The major outage, which forced Border Force officers to resort to manual processing for more than six hours, took place on April 29, creating long delays for inbound and outbound overseas travellers.
Cargo, traveller and other border systems were all affected by the outage, rendering automated processing mechanisms such as arrivals and departures smartgates unusable.
In its review of the incident, released last via freedom of information laws last week, the Department of Home Affairs revealed faulty hardware had been responsible for the outage.
“The cause of the incident was identified as a hardware failure, specifically a line card on network distribution switch 1 at [redacted] data centre,” the department said.
“To restore services, the faulty card was removed and minor patch configurations performed.”
However, the department said the issues, which were “isolated to IBM”, were compounded by a “configuration issue [that] prevented failover to a second switch”.
This secondary issue was identified by IBM in its attempt to failover to the secondary switch, which should have occurred automatically.
“This failover did not occur successfully because the static route was missing on the edge switch to route traffic to and from distribution switch two,” IBM said in their post implementation review.
Once this had been identified, the department said “switch one was restarted again and services were moved from the failed line card to another working line card on switch one, which involved physically moving cables from the failed line card to a working line card on switch one”.
“When relocation of the cables was complete, traffic started to flow on switch one. This resolved the issue and allowed traffic to flow over the WAN,” the major incident review states.
An “emergency change” was also required to find a permanent solution for the secondary switch after another major incident was declared.

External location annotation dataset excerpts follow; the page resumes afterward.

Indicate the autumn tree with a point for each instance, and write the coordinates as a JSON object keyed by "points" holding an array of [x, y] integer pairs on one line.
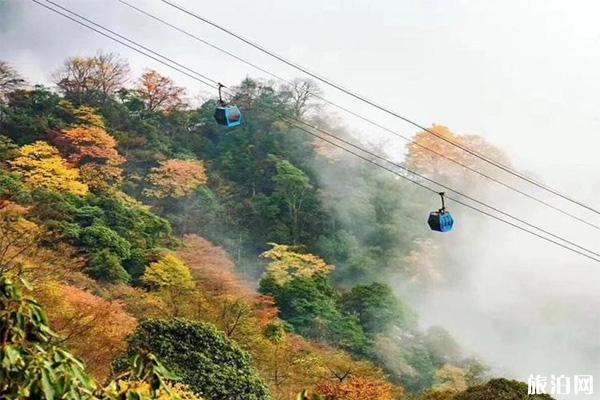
{"points": [[293, 187], [176, 178], [31, 366], [92, 327], [159, 93], [434, 165], [169, 272], [41, 166], [300, 94], [9, 80], [377, 308], [205, 360], [300, 284], [290, 262], [91, 80], [19, 237], [356, 388], [94, 151], [211, 267]]}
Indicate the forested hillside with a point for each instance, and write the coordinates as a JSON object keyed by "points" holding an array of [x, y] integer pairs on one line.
{"points": [[147, 252]]}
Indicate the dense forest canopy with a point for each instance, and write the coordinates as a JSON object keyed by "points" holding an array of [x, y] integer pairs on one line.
{"points": [[173, 257]]}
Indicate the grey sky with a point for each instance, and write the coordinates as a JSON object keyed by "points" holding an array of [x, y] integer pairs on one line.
{"points": [[524, 74]]}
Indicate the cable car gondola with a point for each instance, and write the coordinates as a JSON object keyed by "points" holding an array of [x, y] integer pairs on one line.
{"points": [[227, 115], [441, 220]]}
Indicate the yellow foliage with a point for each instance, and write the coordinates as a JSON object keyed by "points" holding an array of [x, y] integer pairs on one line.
{"points": [[83, 115], [168, 272], [42, 166], [18, 236], [287, 263], [430, 163], [176, 178]]}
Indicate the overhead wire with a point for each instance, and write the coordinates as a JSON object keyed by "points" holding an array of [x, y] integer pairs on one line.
{"points": [[458, 201], [380, 107], [363, 118]]}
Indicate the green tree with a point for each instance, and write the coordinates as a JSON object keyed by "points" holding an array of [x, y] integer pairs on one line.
{"points": [[205, 360], [301, 286], [105, 266], [500, 389], [168, 272], [293, 187], [31, 366]]}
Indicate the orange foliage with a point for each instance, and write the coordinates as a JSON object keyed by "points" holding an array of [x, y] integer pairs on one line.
{"points": [[211, 267], [176, 178], [423, 160], [94, 151], [159, 92], [84, 145], [92, 327], [356, 388], [215, 273]]}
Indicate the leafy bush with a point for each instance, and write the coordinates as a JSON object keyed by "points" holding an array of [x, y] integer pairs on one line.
{"points": [[98, 237], [106, 266], [501, 389], [207, 361]]}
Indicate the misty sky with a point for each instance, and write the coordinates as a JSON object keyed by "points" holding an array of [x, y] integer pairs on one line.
{"points": [[523, 74]]}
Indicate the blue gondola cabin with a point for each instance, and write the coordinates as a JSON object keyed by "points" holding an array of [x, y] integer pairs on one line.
{"points": [[228, 116], [440, 221]]}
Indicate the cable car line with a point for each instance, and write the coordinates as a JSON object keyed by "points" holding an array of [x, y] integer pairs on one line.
{"points": [[372, 103], [296, 122], [423, 177], [363, 118], [458, 201]]}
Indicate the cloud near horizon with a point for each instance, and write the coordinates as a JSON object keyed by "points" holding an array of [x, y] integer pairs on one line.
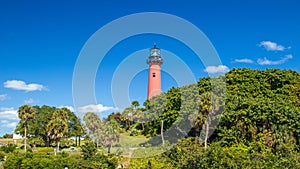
{"points": [[21, 85], [96, 108], [71, 108], [8, 113], [272, 46], [245, 60], [266, 61], [216, 69], [3, 97]]}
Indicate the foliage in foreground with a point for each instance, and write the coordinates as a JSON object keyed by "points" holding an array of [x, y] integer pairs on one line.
{"points": [[63, 160]]}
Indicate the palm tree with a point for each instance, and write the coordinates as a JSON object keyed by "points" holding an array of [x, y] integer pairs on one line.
{"points": [[209, 105], [110, 134], [57, 127], [94, 125], [26, 112]]}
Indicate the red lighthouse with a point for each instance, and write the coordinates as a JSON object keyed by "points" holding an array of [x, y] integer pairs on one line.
{"points": [[154, 79]]}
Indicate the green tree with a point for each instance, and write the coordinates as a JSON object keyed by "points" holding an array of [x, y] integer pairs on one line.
{"points": [[25, 113], [57, 127], [88, 150]]}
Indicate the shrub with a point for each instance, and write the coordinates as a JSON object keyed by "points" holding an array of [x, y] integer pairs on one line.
{"points": [[2, 155], [135, 132], [9, 148]]}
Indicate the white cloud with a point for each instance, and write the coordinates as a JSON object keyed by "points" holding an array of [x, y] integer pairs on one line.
{"points": [[266, 61], [8, 113], [272, 46], [216, 69], [68, 107], [3, 97], [97, 108], [21, 85], [8, 124], [28, 101], [245, 60]]}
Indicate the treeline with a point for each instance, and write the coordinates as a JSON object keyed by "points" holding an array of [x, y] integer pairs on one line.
{"points": [[46, 125], [253, 123], [243, 119]]}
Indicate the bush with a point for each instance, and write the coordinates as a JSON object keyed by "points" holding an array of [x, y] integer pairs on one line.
{"points": [[88, 150], [135, 132], [9, 148], [2, 155]]}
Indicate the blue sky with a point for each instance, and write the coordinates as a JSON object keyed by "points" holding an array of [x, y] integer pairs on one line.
{"points": [[41, 40]]}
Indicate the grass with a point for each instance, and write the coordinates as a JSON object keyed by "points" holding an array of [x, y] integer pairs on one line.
{"points": [[19, 142], [130, 146]]}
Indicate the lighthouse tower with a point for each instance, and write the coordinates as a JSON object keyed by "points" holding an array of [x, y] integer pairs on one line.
{"points": [[154, 80]]}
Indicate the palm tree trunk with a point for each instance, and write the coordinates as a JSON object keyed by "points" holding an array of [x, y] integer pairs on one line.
{"points": [[206, 133], [76, 141], [79, 141], [57, 148], [162, 132], [108, 148], [25, 144]]}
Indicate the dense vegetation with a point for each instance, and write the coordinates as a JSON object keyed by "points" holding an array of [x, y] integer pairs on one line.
{"points": [[244, 119]]}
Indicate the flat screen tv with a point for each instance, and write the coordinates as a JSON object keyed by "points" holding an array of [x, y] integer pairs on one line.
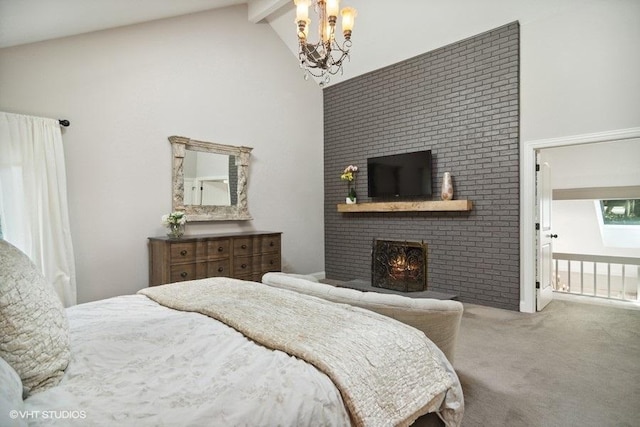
{"points": [[405, 175]]}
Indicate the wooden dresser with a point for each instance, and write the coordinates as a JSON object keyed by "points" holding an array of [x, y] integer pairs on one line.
{"points": [[243, 255]]}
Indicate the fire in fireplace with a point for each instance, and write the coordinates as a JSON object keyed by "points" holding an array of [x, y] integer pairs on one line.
{"points": [[399, 265]]}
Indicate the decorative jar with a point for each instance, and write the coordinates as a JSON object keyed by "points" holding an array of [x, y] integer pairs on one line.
{"points": [[447, 187]]}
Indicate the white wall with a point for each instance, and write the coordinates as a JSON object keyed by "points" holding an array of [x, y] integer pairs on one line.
{"points": [[580, 61], [612, 164], [211, 76], [580, 69]]}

“IBM have prepared a risk assessment and recommendation to action the replacement of faulty hardware and complete a test of the failover,” the report states.
The department also said “a restart of JVM’s [Java Virtual Machines] for [redacted]” was separately required the traveller and cargo systems, as were “some local reboots of smargates ... to trigger connections to the network”.
Another nationwide outage affecting just departures smartgates on July 15 has also detailed in the bundle of FOI documents, though the root cause “is not yet known”.
The outage of the Travel and Immigration Processing System (TRIPS), which resulted in the unavailability of “expected movement data”, caused delays in passenger processing for more than six hours.
The department said the issue was attributed to an “authorised change ... that caused an ICT border mainframe communications device (BROKER) to fail, causing [redacted] processing to queue at the mainframe”.
However, at the time of the major incident report, the department said the root cause of the failure was unknown.
“Root cause from the BROKER failure is not yet known, however, logs from the BROKER have identified that there was some communication issue between the Adabas processes and/or between the client/server,” the major incident report states.
“There is ongoing dialogue between IBM and the vendor, Software AG, who have advised that there is a fix that has been release in June for this BROKER issue.
“Problem Management investigations are continuing.”